3. The user can click on any of the interfaces in the visualization window, which opens an interface information window, as shown in Figure. The user can do two actions here. The first option is to run an external application with the IP address of the interface as its argument, see Figure. A list of commands specified in configuration is available in a scroll-down menu. By default, ping, nslookup and traceroute commands are available.

   

   Figure 3: Node information window

   

   Figure 4: Running an external application

   The second option is to run a perfSONAR query for the given interface. In this case, the user should first click on the "Query LS" button to ask the Lookup Service what are the types and addresses of Measurement Points that have information about the given interface, that is which are registered at the Lookup Service as serving the given interface, see Figure. The user can then select one of the found Measurement Point (see Figure) and one of the predefined XML queries for the selected Measurement Point (see Figure) from scroll-down lists. When the user clicks on the "Load" button, a predefined query is loaded from configuration to an editable window. The interface IP address is automatically inserted in a proper place. The user can edit the XML query and click on the "Run" button to send it to the Measurement Point. The response is displayed also as an XML message in the lower part of the window.

   

   Figure 5: perfSONAR query window (large image)

   

   Figure 6: Selecting a Measurement Point (large image)

   

   Figure 7: Selecting a query (large image)

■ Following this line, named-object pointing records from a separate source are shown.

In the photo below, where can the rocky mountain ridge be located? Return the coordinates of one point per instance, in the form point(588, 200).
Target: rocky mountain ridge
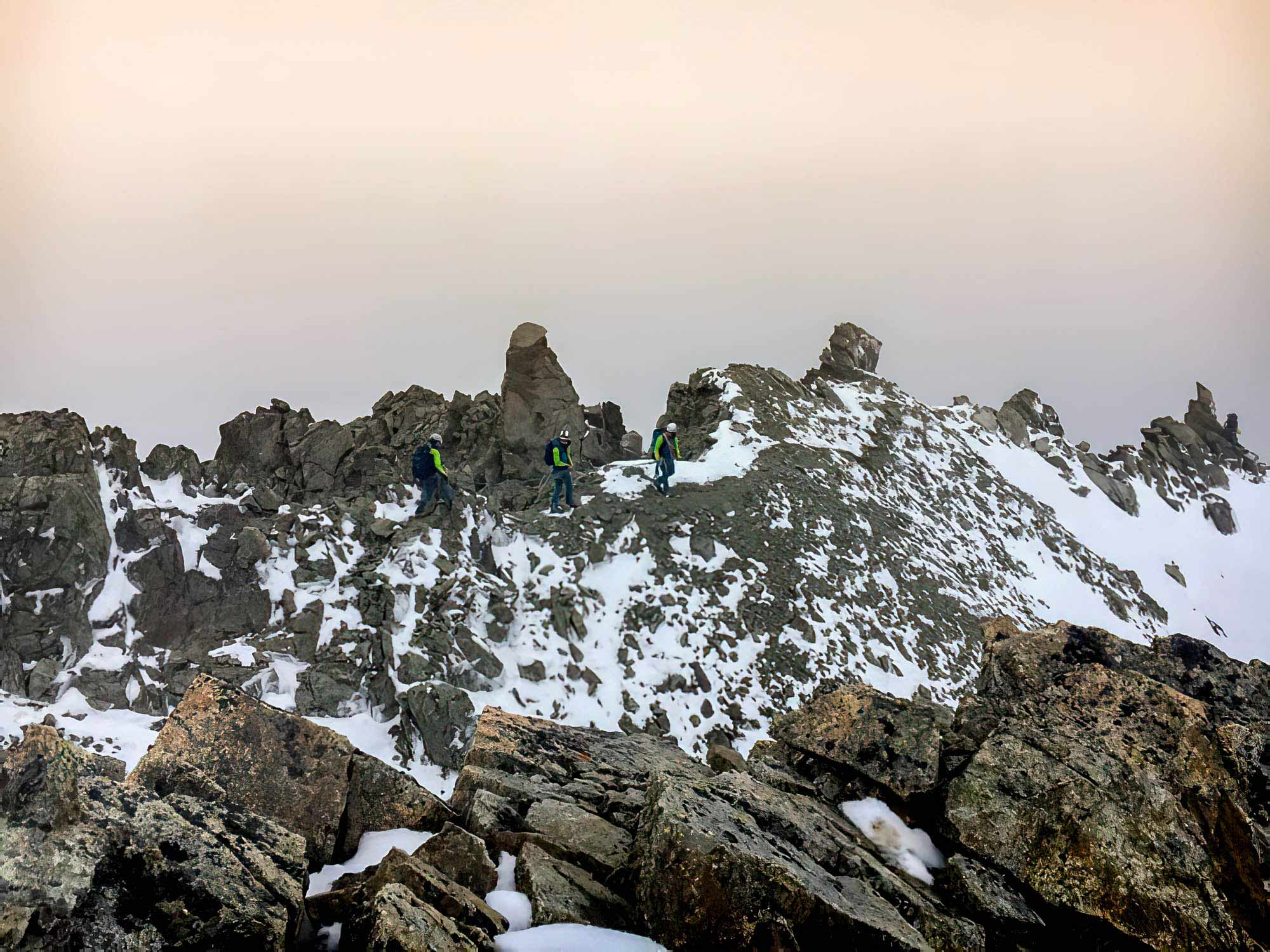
point(1086, 790)
point(827, 529)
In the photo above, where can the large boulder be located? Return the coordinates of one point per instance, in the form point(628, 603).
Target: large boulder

   For example, Figure illustrates the result of the "Metadata Key Request" sent to the SNMP Measurement Point, which retrieves information about all types of SNMP queries supported by the Measurement Point. Figure shows results of the "Simple Data Request" sent to the SNMP Measurement Point, when we asked for the "ifInOctets" object. Finally, Figure shows the result of the "IP_SHOW_ROUTE" request sent to the Telnet/SSH Measurement Point, which used SSH connection to the router to execute the "show ip route" command for the given interface.

   

   Figure 8: Obtaining list of supported SNMP queries (large image)

   

   Figure 9: Result of SNMP query for the ifInOctets object (large image)

   

   Figure 10: Result of "ip show route" obtained from Telnet/SSH Measurement Point (large image)

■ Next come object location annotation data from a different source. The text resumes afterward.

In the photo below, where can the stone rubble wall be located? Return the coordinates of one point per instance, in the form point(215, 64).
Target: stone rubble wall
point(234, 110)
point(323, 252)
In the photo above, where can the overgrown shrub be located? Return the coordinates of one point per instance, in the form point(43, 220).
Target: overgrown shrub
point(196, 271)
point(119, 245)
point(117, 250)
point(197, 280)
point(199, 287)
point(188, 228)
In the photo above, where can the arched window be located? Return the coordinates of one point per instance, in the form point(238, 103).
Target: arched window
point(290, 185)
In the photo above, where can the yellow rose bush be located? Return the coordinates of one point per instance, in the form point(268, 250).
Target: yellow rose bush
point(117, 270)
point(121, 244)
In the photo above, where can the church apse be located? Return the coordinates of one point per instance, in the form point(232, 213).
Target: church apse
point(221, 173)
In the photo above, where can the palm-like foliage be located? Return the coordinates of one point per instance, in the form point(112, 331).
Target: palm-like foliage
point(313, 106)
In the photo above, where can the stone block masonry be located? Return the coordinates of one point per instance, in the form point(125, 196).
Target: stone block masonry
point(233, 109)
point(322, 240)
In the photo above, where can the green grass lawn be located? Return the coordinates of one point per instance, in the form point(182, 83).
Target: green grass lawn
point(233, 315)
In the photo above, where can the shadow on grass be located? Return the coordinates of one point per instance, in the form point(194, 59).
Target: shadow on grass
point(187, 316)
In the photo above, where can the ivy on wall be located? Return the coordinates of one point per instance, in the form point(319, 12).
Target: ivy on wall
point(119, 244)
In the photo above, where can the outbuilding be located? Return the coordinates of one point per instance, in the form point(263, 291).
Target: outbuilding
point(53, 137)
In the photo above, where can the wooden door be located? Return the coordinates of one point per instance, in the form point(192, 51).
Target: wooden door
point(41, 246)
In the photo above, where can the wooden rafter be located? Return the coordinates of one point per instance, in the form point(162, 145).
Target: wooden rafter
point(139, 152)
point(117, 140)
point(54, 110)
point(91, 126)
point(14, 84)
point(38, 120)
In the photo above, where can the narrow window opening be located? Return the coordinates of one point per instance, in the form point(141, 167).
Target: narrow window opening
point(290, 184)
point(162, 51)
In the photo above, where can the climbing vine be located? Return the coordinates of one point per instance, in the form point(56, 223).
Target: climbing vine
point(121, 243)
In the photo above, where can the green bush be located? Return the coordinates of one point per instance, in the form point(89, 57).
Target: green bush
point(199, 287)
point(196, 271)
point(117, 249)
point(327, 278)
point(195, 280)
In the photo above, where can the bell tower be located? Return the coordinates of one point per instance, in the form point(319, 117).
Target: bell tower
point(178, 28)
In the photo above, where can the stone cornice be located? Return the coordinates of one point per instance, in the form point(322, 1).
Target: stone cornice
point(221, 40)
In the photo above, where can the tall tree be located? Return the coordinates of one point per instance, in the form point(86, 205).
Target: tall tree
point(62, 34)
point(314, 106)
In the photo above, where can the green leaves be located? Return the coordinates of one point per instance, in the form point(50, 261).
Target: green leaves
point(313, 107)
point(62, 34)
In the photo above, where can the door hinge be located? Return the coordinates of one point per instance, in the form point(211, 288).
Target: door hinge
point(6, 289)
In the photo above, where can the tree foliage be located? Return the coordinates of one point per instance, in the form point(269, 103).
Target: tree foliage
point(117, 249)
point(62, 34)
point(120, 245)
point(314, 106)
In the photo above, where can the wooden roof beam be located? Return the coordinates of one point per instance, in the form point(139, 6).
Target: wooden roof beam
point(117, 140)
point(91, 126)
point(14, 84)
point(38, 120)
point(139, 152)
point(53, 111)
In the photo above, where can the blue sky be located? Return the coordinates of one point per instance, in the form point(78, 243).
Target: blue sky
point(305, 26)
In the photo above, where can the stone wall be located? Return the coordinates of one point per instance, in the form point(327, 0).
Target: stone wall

4. The user can repeat the previous step with different XML queries, different Measurement Points and different interfaces to obtain information about links and nodes in a network path.

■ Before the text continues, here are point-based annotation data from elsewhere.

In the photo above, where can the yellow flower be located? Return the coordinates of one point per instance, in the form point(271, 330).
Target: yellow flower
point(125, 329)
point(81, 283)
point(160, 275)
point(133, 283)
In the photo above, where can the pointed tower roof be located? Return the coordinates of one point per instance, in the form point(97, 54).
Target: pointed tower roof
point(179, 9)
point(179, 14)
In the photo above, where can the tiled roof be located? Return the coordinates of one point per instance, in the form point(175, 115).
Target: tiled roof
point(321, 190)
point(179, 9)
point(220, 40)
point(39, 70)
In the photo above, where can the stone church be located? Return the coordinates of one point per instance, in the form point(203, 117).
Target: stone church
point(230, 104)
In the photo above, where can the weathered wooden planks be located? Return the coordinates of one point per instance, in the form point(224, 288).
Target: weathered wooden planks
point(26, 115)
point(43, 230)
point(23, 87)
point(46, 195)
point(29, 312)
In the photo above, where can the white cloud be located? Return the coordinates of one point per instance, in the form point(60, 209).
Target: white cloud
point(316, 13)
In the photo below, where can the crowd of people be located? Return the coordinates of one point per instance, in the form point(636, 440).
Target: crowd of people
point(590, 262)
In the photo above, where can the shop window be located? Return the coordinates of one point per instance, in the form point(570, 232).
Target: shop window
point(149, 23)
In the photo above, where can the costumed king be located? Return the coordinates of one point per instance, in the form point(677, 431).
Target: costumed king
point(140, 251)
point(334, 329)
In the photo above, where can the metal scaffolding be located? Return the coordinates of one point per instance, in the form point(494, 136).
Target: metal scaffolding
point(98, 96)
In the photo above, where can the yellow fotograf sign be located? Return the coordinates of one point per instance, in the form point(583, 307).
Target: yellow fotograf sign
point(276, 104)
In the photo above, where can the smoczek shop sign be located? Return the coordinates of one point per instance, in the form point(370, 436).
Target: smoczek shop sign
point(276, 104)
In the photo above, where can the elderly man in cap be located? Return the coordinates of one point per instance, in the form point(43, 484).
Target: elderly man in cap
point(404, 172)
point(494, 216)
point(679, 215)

7   Conclusion and future directions

We have proposed an extensible traceroute tool that provides detailed information about links and nodes in a network path in order to assist in locating limiting points. We proposed how performance information about components of a network path can be stored in an extensible way in XML files. We have implemented a prototype version of the designed tool. We are currently not able to detect nodes operating below L3. Each node needs to be queried by requests explicitely sent by the user and the number of nodes that are actually accessible by the tool is very limited. In the future, we plan to interact with the IPPM group within IETF to standardize a data storage format for an extensible traceroute, we plan to add possibility to query all nodes in a path automatically by the tool and we will cooperate with the JRA1 activity in the GN2 project that develops the perfSONAR framework in deploying Measurement Points and letting them accessible by our tool.

References

[Ple06]	Pleva L. Advanced Traceroute, BS Thesis, 2006.
[Nic07]	Niccolini S. et al. Information Model and XML Data Model for Traceroute Measurements. Internet draft draft-ietf-ippm-storetraceroutes-07.txt, IETF, December 2007. Work in progress.